Taken on its own, Chunga’s Revenge is a perfectly harmless album. It is, however, the fine line after which one’s tolerance for shock value will be tested. Proceed accordingly. 1970 was a transitional year for Zappa, and obviously neither he nor anyone could envision the events that would follow.
A half-century later, once the industry had fallen in love with anniversary repackages and the Zappa Family Trust started issuing comprehensive expansions of various albums, more of the music from the year would be revealed. The Super Deluxe Edition of the
200 Motels soundtrack included further music from the
Chunga sessions that would end up in the film, but more interesting musically was the hour’s worth of music from Trident Studios in London that made up the first disc of
The Mothers 1970. Highlights include Frank’s original vocal on “Wonderful Wino”, a few instrumentals with just Frank and Aynsley Dunbar, and an early run through “Envelopes”. Three further discs in the set are dedicated to live performances featuring Flo & Eddie, which gradually devolve from renditions of Mothers catalog tunes on a Dutch TV show to the “routines” the group would undertake mere months later, interspersed with various field recordings of conversations Frank captured to fuel his inspiration.

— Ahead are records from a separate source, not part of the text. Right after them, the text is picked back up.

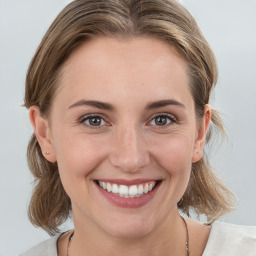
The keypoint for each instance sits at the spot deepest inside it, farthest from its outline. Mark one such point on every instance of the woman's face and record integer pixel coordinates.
(124, 119)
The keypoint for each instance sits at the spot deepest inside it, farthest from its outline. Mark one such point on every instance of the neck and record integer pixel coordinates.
(169, 238)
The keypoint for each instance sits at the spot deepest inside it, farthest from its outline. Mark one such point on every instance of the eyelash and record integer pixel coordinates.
(168, 116)
(83, 120)
(88, 117)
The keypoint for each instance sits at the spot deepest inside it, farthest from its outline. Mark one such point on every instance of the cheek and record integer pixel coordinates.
(77, 156)
(174, 153)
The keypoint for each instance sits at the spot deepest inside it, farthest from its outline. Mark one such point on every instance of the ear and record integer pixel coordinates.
(43, 133)
(201, 135)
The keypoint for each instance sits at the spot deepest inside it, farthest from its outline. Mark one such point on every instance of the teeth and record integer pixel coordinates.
(128, 191)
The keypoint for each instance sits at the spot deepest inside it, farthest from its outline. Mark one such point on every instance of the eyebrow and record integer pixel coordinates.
(163, 103)
(93, 103)
(109, 107)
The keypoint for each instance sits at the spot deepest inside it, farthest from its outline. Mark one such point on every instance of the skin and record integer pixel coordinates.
(129, 144)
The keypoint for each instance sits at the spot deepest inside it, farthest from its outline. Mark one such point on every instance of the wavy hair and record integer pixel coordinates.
(77, 23)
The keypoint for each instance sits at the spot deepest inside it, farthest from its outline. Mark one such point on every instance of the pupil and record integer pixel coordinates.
(95, 121)
(161, 120)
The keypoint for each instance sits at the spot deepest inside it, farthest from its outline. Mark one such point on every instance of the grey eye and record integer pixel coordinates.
(94, 121)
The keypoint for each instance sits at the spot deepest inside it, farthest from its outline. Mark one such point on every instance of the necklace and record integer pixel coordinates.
(187, 238)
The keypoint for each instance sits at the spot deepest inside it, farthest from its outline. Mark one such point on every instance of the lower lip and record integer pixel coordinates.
(134, 202)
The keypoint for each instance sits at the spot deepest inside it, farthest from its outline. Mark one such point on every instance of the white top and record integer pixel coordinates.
(224, 240)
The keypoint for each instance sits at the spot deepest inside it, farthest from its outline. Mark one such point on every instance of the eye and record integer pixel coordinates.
(163, 120)
(93, 121)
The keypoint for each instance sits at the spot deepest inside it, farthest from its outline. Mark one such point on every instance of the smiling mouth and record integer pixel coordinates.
(125, 191)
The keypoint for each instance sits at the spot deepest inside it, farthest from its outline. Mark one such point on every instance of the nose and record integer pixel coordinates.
(129, 150)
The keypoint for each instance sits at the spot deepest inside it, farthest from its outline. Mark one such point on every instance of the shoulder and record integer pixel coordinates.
(229, 239)
(48, 247)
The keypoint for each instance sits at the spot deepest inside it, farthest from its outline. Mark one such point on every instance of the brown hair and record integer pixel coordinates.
(82, 20)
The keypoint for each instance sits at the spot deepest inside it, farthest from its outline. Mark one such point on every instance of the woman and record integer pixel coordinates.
(118, 96)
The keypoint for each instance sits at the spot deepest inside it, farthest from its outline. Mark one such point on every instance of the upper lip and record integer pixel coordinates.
(127, 182)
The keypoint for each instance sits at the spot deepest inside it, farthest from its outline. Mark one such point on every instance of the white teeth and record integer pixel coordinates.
(145, 190)
(115, 189)
(123, 190)
(140, 189)
(109, 187)
(128, 191)
(133, 190)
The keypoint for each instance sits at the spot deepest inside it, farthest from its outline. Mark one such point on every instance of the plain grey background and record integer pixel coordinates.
(229, 26)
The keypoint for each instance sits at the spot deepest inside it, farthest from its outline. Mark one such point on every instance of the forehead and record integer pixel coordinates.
(129, 67)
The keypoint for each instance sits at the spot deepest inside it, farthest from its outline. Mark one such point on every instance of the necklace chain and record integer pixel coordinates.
(187, 238)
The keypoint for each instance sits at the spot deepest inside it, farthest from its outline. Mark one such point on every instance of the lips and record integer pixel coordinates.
(128, 194)
(127, 191)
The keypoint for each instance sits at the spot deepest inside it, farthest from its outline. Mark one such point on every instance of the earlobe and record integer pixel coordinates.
(42, 133)
(201, 136)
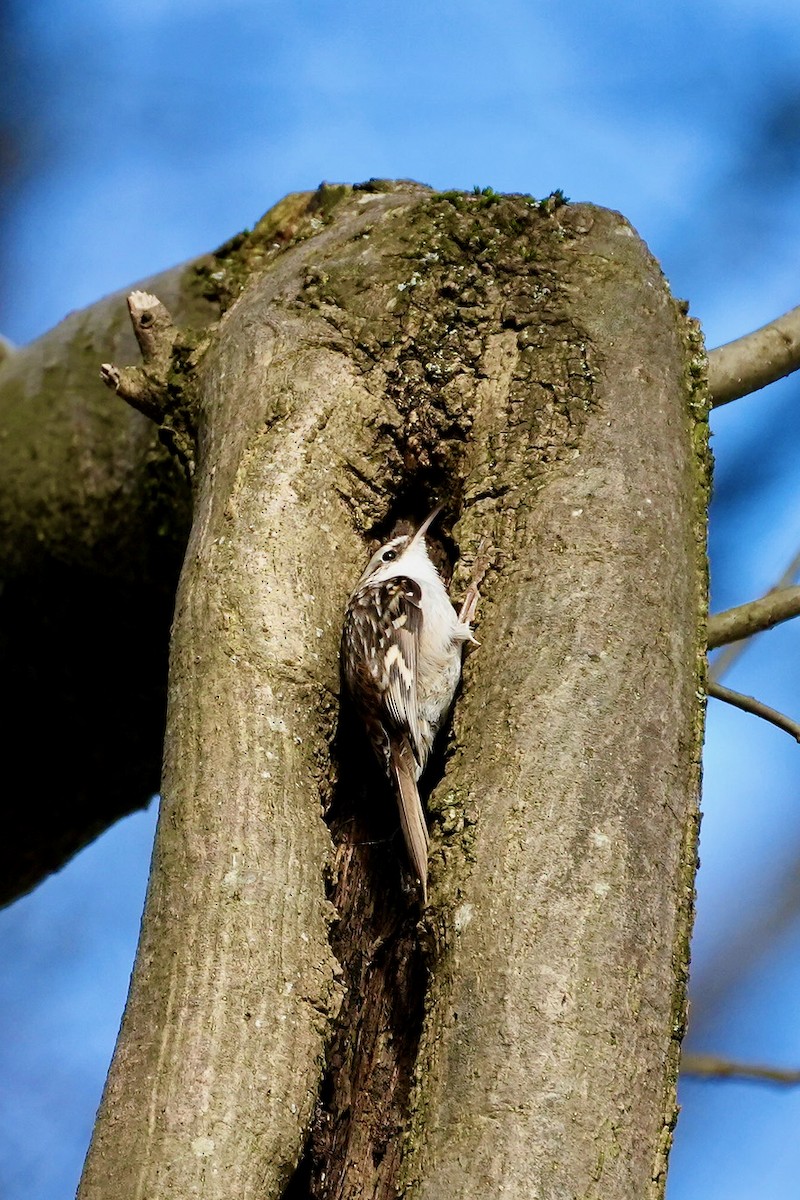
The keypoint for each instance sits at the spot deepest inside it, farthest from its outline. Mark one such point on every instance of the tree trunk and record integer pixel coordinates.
(294, 1026)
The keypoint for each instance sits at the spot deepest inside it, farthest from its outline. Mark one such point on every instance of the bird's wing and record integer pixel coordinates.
(386, 653)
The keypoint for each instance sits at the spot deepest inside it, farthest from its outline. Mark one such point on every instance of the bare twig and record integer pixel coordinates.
(752, 361)
(750, 705)
(725, 660)
(710, 1067)
(751, 618)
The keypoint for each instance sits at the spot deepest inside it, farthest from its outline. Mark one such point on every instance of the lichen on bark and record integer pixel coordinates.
(366, 353)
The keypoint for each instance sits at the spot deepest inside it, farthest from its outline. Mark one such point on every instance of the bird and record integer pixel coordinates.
(402, 647)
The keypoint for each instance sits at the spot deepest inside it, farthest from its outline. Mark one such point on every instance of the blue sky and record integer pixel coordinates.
(155, 130)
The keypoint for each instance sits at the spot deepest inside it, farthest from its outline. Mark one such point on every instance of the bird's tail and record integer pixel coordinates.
(415, 832)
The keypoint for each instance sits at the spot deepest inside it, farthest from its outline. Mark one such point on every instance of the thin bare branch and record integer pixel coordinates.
(707, 1066)
(751, 618)
(750, 705)
(752, 361)
(725, 660)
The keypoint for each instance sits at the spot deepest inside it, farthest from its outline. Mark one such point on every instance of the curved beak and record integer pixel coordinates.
(423, 528)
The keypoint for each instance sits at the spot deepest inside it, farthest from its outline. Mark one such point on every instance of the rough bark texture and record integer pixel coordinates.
(524, 364)
(94, 517)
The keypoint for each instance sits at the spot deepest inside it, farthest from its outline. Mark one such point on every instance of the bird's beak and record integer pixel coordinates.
(423, 528)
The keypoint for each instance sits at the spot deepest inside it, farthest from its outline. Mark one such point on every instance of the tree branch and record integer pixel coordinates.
(750, 363)
(750, 705)
(725, 660)
(707, 1066)
(755, 617)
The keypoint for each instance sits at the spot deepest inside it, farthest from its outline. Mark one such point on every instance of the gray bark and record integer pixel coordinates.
(527, 365)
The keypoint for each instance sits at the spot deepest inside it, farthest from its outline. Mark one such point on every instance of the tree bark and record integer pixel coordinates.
(525, 364)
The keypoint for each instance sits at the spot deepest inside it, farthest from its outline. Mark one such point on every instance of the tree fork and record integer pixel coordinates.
(527, 365)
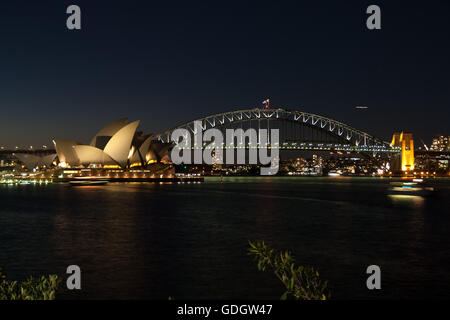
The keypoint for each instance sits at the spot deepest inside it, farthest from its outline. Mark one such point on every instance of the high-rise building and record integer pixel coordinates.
(440, 143)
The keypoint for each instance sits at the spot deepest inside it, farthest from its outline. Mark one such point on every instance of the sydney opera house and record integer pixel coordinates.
(116, 146)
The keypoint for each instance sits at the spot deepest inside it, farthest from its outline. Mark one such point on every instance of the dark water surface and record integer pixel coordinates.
(152, 241)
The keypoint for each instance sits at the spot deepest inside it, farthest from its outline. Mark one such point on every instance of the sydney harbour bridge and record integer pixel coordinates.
(297, 131)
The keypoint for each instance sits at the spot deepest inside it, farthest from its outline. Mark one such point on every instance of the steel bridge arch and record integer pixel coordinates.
(347, 133)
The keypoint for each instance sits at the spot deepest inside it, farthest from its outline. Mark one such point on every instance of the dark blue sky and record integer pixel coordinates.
(171, 62)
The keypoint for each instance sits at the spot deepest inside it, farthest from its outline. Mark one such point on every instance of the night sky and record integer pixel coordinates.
(166, 63)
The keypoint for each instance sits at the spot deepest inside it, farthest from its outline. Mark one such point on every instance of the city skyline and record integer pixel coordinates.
(163, 65)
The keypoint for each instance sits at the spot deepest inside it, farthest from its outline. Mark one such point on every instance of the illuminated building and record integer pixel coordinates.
(440, 143)
(116, 146)
(406, 142)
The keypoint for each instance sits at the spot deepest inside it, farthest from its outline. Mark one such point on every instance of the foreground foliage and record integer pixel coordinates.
(42, 288)
(300, 282)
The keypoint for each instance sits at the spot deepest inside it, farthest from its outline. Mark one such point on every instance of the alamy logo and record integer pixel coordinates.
(207, 147)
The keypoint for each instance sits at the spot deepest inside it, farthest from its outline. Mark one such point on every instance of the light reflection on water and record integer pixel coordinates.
(407, 200)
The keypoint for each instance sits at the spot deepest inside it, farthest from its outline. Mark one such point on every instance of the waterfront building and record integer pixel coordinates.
(116, 146)
(440, 143)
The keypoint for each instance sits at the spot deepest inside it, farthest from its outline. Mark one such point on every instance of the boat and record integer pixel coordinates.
(414, 187)
(88, 181)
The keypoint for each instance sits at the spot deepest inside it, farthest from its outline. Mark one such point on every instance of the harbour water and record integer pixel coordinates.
(189, 241)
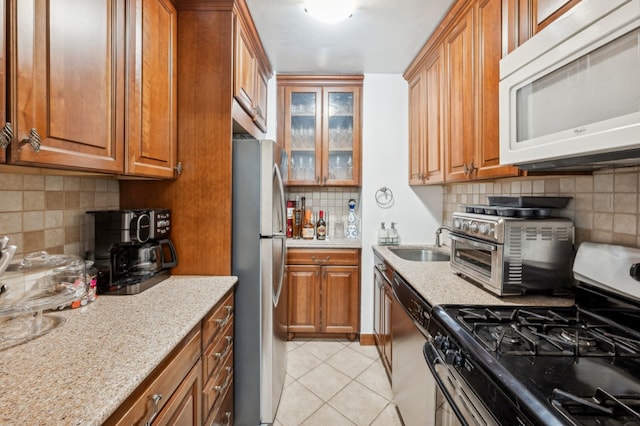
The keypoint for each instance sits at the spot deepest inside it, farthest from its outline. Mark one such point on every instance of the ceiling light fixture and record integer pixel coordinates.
(330, 11)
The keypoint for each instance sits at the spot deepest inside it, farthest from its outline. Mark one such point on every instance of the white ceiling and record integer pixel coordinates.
(382, 36)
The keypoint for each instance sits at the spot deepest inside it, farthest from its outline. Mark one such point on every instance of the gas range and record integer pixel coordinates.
(577, 365)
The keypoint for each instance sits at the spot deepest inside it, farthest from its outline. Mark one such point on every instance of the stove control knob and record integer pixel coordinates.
(453, 357)
(634, 271)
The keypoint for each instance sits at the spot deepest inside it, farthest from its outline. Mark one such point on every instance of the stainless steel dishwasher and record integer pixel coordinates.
(414, 388)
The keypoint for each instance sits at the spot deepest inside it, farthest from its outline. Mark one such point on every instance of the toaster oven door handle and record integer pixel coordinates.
(473, 243)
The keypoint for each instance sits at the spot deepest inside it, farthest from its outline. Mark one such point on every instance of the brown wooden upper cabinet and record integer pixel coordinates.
(250, 75)
(320, 124)
(525, 18)
(66, 89)
(426, 122)
(453, 97)
(68, 84)
(151, 124)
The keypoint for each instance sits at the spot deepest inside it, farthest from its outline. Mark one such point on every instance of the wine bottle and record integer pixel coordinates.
(321, 227)
(297, 220)
(307, 226)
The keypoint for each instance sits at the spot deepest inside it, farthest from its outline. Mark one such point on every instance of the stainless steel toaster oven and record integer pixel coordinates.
(513, 255)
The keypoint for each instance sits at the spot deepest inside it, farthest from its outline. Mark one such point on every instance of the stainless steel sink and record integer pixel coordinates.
(420, 254)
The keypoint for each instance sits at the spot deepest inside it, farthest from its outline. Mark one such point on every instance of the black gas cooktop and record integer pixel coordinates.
(567, 365)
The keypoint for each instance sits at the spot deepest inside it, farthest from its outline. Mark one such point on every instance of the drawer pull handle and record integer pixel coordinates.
(227, 348)
(222, 322)
(220, 389)
(227, 418)
(34, 140)
(156, 398)
(6, 135)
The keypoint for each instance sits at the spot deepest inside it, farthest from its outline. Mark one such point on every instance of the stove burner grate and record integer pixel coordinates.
(521, 331)
(601, 408)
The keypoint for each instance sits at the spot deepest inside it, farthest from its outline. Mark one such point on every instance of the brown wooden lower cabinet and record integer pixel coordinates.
(324, 292)
(183, 408)
(193, 383)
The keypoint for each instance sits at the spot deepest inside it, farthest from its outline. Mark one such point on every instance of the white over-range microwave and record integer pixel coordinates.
(570, 96)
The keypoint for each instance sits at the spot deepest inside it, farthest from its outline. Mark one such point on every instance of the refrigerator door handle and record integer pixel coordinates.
(280, 233)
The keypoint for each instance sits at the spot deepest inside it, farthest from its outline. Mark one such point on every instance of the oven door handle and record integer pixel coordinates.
(473, 243)
(432, 357)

Much of this fatuous material is presented in sub-bootleg sound quality, adding insult to injury, but does lift anytime the vocalists stick to their tambourines while Frank rips off a solo, as on the otherwise unknown “Portuguese Fenders” and an early draft of “Easy Meat”, or for any of the renditions of “King Kong”, each of which includes a detour through “Igor’s Boogie”. The band, for all the hijinks, was tight. (In fact, a few years earlier the third installment in the Estate’s occasional Road Tapes series of low-fidelity shows presented two from July 1970, one of which was the source of “The Nancy & Mary Music” on Chunga’s Revenge—turns out it was mostly from “King Kong”, which in those days had an “Igor’s Boogie” interlude.)